Right now, the Earth has experienced a little more than half of the warming that will eventually result from the present concentration of CO2. That basically means that if we stop emitting all CO2 and other greenhouse gasses tomorrow, the Earth would very likely still hit 1.5C of warming.
But the authors are very much correct that the 2C goal isn't safe by any means. Current model estimates are that the ice sheet of Greenland will destabilize and completely melt at somewhere close to 2C of warming. That would cause approximately 7 meters of sea level rise, in addition to all of the other sources of sea level rise (note: it'd take a few hundred years for Greenland to melt, but even relatively small amounts of sea level rise can be devastating). There's a fair amount of uncertainty here. Greenland might not destabilize until warming of 2.5C. Or it might start occur right at 2C. It would be far, far better to never find out.

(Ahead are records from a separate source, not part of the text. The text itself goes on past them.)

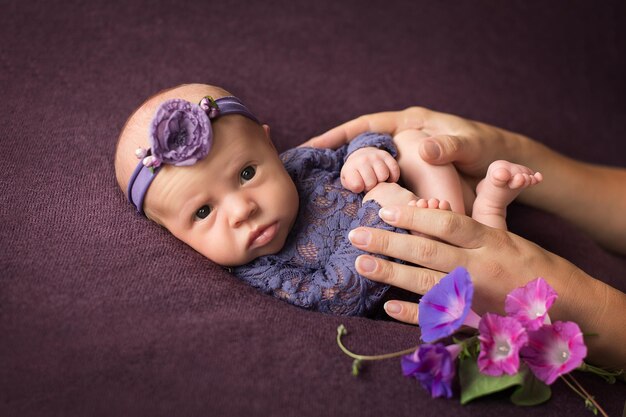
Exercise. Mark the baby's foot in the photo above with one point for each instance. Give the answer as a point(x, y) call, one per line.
point(504, 182)
point(433, 203)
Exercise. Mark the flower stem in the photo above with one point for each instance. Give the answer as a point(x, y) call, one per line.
point(341, 331)
point(583, 393)
point(606, 374)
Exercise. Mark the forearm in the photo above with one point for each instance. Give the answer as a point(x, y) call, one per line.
point(592, 197)
point(599, 310)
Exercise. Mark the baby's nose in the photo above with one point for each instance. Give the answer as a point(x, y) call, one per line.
point(240, 210)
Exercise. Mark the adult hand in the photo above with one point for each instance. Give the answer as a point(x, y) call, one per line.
point(470, 145)
point(498, 261)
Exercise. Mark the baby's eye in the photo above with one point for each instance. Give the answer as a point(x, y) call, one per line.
point(247, 173)
point(203, 212)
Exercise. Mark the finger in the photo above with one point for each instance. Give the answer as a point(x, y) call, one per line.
point(403, 311)
point(415, 249)
point(455, 228)
point(444, 149)
point(368, 176)
point(409, 277)
point(352, 181)
point(394, 168)
point(381, 170)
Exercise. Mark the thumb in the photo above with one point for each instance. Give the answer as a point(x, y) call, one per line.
point(402, 310)
point(442, 149)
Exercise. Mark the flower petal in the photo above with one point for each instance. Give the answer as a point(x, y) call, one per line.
point(501, 338)
point(530, 303)
point(444, 308)
point(554, 350)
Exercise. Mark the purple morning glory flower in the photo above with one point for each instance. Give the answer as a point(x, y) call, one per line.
point(180, 133)
point(554, 350)
point(447, 306)
point(433, 366)
point(500, 341)
point(530, 303)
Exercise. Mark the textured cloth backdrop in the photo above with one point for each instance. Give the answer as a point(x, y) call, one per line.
point(103, 314)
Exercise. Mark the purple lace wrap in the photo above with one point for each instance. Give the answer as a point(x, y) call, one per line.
point(315, 269)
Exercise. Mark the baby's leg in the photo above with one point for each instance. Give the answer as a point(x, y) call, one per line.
point(504, 182)
point(427, 181)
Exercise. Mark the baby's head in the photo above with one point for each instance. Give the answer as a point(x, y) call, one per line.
point(220, 186)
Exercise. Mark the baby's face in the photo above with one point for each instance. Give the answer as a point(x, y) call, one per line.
point(235, 205)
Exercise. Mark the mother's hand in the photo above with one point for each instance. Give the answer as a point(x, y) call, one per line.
point(470, 145)
point(497, 260)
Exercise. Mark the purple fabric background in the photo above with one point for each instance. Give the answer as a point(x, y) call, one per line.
point(104, 314)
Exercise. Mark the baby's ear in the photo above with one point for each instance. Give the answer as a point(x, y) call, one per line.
point(266, 128)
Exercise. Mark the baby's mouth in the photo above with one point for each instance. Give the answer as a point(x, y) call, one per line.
point(262, 235)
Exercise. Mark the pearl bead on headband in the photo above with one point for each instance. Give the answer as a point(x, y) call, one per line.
point(180, 135)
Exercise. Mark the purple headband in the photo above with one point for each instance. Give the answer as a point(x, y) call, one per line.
point(180, 135)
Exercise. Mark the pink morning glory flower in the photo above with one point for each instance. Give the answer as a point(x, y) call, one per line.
point(530, 303)
point(554, 350)
point(500, 341)
point(433, 365)
point(447, 306)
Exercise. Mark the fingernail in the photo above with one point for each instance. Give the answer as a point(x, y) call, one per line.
point(388, 214)
point(392, 308)
point(360, 237)
point(366, 263)
point(431, 149)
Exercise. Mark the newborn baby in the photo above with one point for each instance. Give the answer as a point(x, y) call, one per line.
point(210, 174)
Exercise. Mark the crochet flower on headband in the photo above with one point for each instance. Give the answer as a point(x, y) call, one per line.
point(180, 133)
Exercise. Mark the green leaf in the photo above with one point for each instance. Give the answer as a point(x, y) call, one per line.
point(475, 385)
point(532, 391)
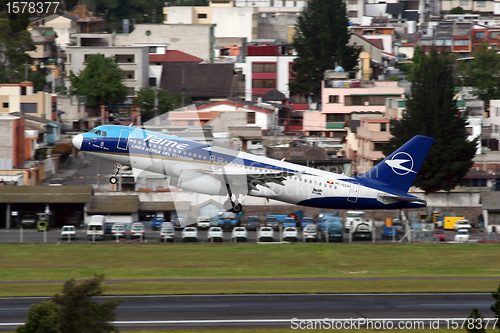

2C is primarily a goal just because reasonable and cost-effective but aggressive measures to limit greenhouse gas emissions can (at present) allow us to reach a 2C target. We really wouldn't have to sacrifice much of anything to reach a 2C target (and the extra construction of renewable energy infrastructure would be a boon to many economies who are currently struggling). But we would have to overturn the massive influence of the fossil fuel lobby both on government and on the public discourse.